Many attendees tell us every year that the time in their peer groups is the highlight of the weekend for them.  This year, our 18 peer groups met at the Friday brunch, during Saturday lunch and the second half of Sunday morning.  In each group, all topics and questions were welcomed. Attendees openly discussed the shared PSC issues that they all face. Most first time attendees have never met another PSCer before attending a conference, so it is an incredible feeling to be able to bond with a variety of other patients.  Peer members shared their experiences, fears and hopes and relied on the advice of their peers.  These groups passed on PSC Partners’ positive message that we all are more than our disease, and that we strive to live our lives as normally as possible.

None of this would have been possible without the generous support of our sponsors, both corporate and community.  These combined sponsorships cover over half the cost for each and every attendee, so that we can keep our registration fees very reasonable. We send a huge thank you to our sponsors!

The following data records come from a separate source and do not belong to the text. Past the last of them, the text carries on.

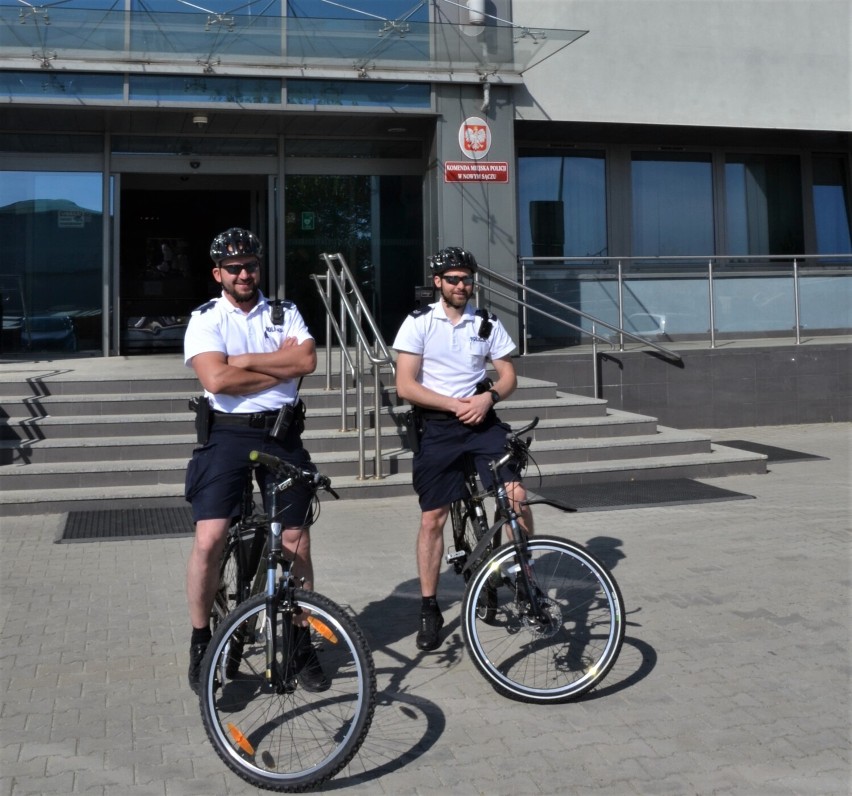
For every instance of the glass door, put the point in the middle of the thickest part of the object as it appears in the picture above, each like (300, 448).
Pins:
(375, 222)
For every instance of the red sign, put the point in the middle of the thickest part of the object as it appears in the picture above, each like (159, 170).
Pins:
(475, 171)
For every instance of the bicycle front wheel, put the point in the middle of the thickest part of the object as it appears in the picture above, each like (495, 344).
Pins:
(568, 653)
(299, 735)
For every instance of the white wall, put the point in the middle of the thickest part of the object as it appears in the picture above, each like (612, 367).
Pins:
(730, 63)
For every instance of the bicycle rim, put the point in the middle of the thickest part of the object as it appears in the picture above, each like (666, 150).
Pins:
(558, 660)
(294, 740)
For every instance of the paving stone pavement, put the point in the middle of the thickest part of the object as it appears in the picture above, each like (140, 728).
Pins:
(734, 677)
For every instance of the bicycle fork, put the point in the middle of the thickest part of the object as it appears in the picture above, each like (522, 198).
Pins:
(526, 584)
(279, 604)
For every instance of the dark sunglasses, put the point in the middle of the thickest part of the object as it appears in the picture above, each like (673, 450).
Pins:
(236, 270)
(454, 280)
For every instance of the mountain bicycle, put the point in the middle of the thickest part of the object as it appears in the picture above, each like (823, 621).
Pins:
(542, 617)
(294, 706)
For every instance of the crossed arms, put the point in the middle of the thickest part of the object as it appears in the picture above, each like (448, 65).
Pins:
(244, 374)
(470, 410)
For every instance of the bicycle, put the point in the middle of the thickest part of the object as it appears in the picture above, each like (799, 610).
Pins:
(298, 704)
(542, 617)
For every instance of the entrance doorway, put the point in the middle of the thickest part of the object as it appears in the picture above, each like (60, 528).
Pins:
(164, 261)
(167, 223)
(375, 222)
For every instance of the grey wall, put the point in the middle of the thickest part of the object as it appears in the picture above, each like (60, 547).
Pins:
(773, 385)
(728, 63)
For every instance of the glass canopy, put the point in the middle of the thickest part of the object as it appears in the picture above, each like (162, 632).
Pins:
(147, 38)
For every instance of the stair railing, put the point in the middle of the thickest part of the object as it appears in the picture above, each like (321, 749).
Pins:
(524, 291)
(354, 315)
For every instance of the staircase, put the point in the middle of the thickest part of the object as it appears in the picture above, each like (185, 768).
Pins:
(116, 433)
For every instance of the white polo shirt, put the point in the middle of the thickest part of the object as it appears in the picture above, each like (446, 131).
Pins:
(453, 357)
(220, 326)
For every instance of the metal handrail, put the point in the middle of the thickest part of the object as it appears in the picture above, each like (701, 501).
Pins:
(525, 290)
(716, 266)
(375, 350)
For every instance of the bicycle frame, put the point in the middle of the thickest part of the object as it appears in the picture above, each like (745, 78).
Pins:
(506, 515)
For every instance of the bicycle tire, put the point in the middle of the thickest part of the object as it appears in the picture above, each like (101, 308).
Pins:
(298, 739)
(574, 652)
(466, 535)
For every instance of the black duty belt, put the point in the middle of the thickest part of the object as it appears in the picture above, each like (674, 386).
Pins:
(434, 414)
(250, 419)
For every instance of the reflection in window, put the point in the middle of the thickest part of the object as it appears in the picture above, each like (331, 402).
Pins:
(51, 223)
(164, 88)
(562, 204)
(672, 204)
(764, 205)
(61, 85)
(831, 205)
(358, 93)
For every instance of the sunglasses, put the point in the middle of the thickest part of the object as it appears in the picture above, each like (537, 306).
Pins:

Thank you also to our dedicated community volunteers, over one hundred of whom volunteered during the weekend.  Thank you to Joanne Hatchett, who organized all the volunteers, to Karen Pearlman, our professional photographer who documents every conference with her candid photos, to Kenny Gilbreath who took videos of the conference activities, Mike Pearlman who was ever-present, Fred Sabernick who provided IT support, and our local helpers Ed and Fran O’Neill and Craig and Ali Wiele. The list of volunteers is too long to list everyone, but please know how much we appreciate your help.

Here are some attendee comments taken from the post-conference evaluations.

“I enjoyed the lightheartedness even though we are dealing with such a serious disease.  Humor is the best medicine!”

“It was wonderful to be here where the researchers were gathered.  Hearing the medical interest in PSC gave me hope.  It felt like the patient perspective was heard!”

“This was my first conference.  I felt like I had a ‘mountain top’ experience with the joint session with the International PSC Study Group.”

“The speakers were excellent and accessible.  The accessibility was to me, the best part.  We talked to several of them and all were informative and willing to discuss a complex subject.”

“I appreciated the hope expressed for future studies, meds and patient outcomes.”

“I was reinvigorated by the energy at the conference this year.”

“I’ve never been surrounded by so many genuine and sincere people…better than any therapist!”

On Saturday night, we announced that our 2017 conference will be in held collaboration with the Cleveland Clinic on June 23-25.  Conference activities will take place at the beautiful Intercontinental Hotel on the Cleveland Clinic campus.  Please save the date, as we are already planning a special weekend. Whether you are a seasoned conference attendee or a first timer, I hope to see you in Cleveland!